Wednesday, November 5, 2008
Transitions
Cange, Haiti
Transitions
Yesterday I was outside in a blizzard of gold, orange, and crimson; raking up the leaves of autumn blowing down in cool November breezes. Today I am in the humid closeness of warm tropical evening air. All of my plants are now sheltered the garage and house against the encroaching cold of winter, their blooms long lost. Trees here are verdant green with full canopies. Here vibrant tropical blooms are fresh and full. Winter does not come here.
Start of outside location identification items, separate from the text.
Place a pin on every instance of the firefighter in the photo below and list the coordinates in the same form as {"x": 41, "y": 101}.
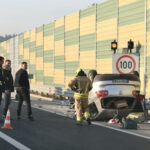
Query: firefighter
{"x": 2, "y": 84}
{"x": 81, "y": 85}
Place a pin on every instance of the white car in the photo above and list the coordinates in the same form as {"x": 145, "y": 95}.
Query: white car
{"x": 113, "y": 95}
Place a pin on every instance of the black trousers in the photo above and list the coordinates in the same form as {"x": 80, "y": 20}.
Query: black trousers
{"x": 23, "y": 95}
{"x": 7, "y": 100}
{"x": 0, "y": 97}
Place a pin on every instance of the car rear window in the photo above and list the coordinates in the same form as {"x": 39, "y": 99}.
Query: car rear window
{"x": 105, "y": 77}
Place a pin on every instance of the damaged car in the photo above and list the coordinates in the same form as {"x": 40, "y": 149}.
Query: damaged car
{"x": 112, "y": 95}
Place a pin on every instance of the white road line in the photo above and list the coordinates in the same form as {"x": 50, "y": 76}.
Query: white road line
{"x": 121, "y": 130}
{"x": 97, "y": 123}
{"x": 13, "y": 142}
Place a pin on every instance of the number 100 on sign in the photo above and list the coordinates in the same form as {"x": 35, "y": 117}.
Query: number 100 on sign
{"x": 125, "y": 64}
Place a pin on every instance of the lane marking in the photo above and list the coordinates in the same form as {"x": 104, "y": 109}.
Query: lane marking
{"x": 121, "y": 130}
{"x": 96, "y": 123}
{"x": 13, "y": 142}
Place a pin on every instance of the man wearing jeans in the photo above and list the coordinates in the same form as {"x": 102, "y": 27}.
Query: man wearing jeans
{"x": 8, "y": 79}
{"x": 2, "y": 84}
{"x": 23, "y": 90}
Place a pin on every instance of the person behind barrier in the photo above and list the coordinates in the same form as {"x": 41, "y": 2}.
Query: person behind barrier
{"x": 22, "y": 87}
{"x": 81, "y": 85}
{"x": 2, "y": 83}
{"x": 9, "y": 87}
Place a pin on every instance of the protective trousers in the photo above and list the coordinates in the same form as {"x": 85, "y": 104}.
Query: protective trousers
{"x": 81, "y": 106}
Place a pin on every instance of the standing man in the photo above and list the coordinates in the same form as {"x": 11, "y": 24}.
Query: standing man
{"x": 81, "y": 85}
{"x": 2, "y": 84}
{"x": 8, "y": 86}
{"x": 23, "y": 90}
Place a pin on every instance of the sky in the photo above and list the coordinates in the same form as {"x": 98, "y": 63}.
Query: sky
{"x": 18, "y": 16}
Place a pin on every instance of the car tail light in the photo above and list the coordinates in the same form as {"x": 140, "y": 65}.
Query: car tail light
{"x": 134, "y": 93}
{"x": 101, "y": 93}
{"x": 140, "y": 98}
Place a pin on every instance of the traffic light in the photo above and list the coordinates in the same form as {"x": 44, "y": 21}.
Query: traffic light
{"x": 130, "y": 45}
{"x": 114, "y": 46}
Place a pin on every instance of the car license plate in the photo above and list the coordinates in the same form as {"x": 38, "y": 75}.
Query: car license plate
{"x": 120, "y": 81}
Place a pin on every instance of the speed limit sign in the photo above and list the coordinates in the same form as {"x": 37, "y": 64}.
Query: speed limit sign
{"x": 125, "y": 63}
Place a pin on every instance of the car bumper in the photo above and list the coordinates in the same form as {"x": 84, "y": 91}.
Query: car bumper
{"x": 107, "y": 114}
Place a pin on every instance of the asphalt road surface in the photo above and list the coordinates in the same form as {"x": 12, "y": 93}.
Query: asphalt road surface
{"x": 53, "y": 132}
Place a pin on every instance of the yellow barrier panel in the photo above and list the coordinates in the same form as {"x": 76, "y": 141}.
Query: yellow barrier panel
{"x": 126, "y": 2}
{"x": 87, "y": 25}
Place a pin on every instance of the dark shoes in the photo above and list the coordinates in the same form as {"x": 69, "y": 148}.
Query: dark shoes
{"x": 88, "y": 121}
{"x": 79, "y": 123}
{"x": 18, "y": 117}
{"x": 31, "y": 118}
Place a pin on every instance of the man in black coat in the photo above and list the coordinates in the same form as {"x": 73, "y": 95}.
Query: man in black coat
{"x": 2, "y": 84}
{"x": 8, "y": 79}
{"x": 23, "y": 90}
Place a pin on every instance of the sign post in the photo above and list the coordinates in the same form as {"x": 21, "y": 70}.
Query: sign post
{"x": 125, "y": 63}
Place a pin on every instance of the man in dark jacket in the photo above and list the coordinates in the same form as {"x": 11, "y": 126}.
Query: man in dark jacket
{"x": 8, "y": 79}
{"x": 2, "y": 85}
{"x": 23, "y": 90}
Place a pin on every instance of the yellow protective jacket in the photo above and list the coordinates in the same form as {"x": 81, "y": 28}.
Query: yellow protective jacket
{"x": 81, "y": 85}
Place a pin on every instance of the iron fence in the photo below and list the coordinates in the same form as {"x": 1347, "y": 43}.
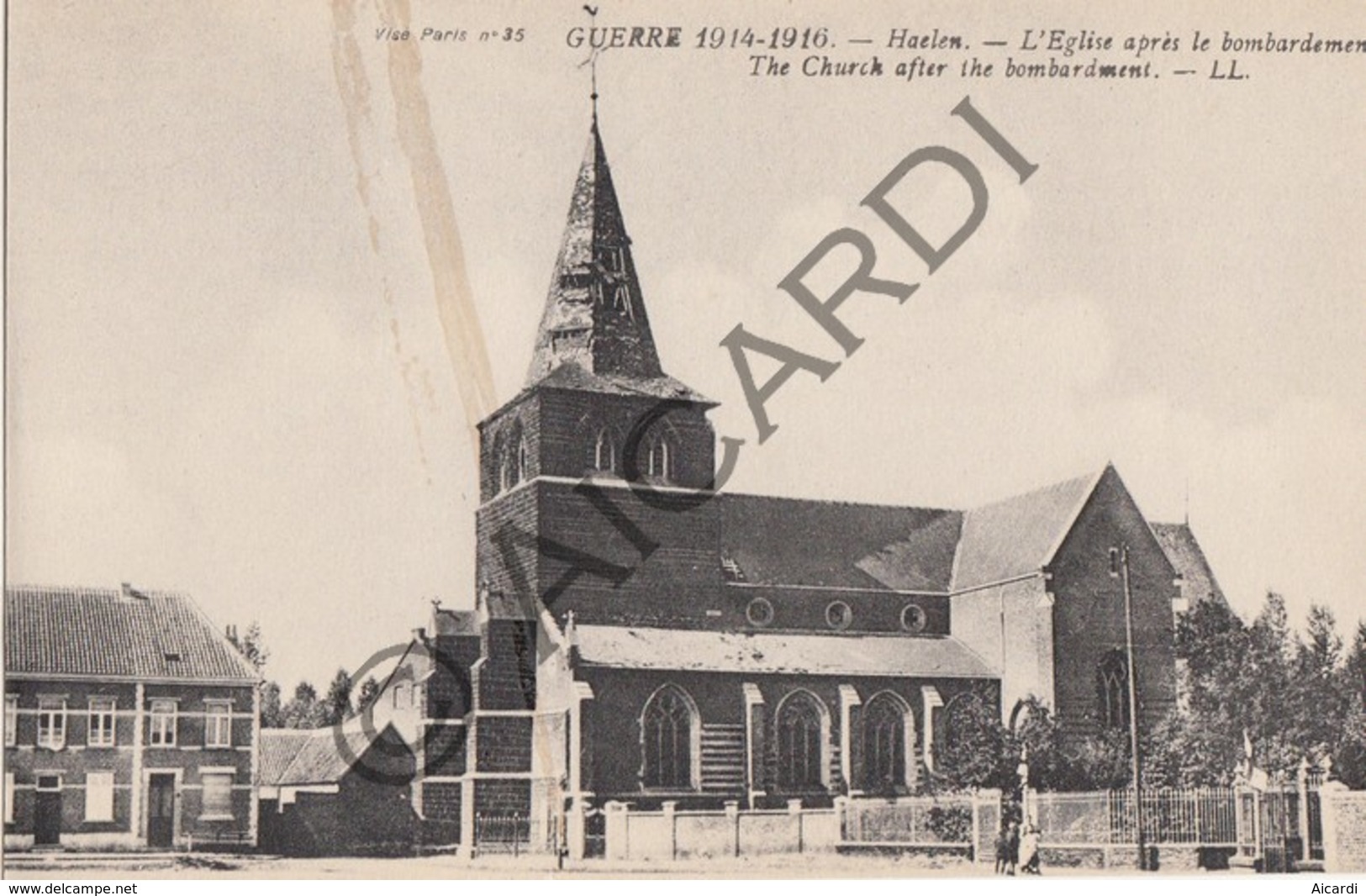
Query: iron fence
{"x": 502, "y": 834}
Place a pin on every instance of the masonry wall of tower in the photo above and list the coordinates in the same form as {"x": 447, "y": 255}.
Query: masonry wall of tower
{"x": 570, "y": 422}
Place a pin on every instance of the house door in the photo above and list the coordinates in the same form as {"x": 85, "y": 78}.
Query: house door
{"x": 160, "y": 810}
{"x": 47, "y": 812}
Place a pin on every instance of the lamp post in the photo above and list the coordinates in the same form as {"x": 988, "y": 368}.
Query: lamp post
{"x": 1132, "y": 708}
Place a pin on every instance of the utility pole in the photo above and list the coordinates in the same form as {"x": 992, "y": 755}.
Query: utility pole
{"x": 1132, "y": 710}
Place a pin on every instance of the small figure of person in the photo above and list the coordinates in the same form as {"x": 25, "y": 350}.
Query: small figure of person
{"x": 1029, "y": 850}
{"x": 1003, "y": 847}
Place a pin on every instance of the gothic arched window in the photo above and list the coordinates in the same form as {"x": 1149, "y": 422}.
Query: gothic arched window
{"x": 504, "y": 459}
{"x": 1112, "y": 684}
{"x": 668, "y": 730}
{"x": 884, "y": 742}
{"x": 604, "y": 452}
{"x": 659, "y": 462}
{"x": 801, "y": 743}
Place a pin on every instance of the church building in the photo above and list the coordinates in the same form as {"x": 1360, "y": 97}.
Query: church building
{"x": 644, "y": 638}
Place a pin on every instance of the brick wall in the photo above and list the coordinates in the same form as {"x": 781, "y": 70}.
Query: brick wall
{"x": 1089, "y": 611}
{"x": 507, "y": 677}
{"x": 503, "y": 743}
{"x": 444, "y": 750}
{"x": 1344, "y": 830}
{"x": 503, "y": 798}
Morning dawned with brilliant red and crimson, only as it can be seen from nearly eight miles up. The adamantine walls of Florida’s gold coast reached up into the clouds, much liked the fabled city of Chiron. The opulence of the world’s richest country was startling in its image from miles above the morning mists. Even more compelling was the image of another world from twenty feet above the ground. Standing at the top of a stair case on the Port Au Prince tarmac I saw metaphors of failed dreams and ambitions. In my travels to forty one nations I have not often been startled as much by what I saw today. There was a profound sense of barely contained desperation and chaos. I have not before experienced a whole culture in fervent bids for survival. It seems everyone was trying to stay alive. There is not much left for being nice or sharing.
Yet, here in this place I have found profound proof that one or two people can make a huge difference, even in one of the poorest places on earth where nothing makes sense and no one is really in charge. Up here in the mountains at the end of a fifty mile rut, one finds an oasis of hope where people find employment, possibilities, community, and shared dreams. In a short few hours I have met priests, students, engineers, physicians, nurses, laborers, and children trying to build a better world for each other. To be in a place where people are so completely outside of themselves is stunning and rich beyond words or money. Out of nothing but dreams and visions a hospital, schools, libraries, churches, communities, water systems and hope are being created.
Only in Gods’ economy are the greatest riches to be found in one of the poorest places on earth.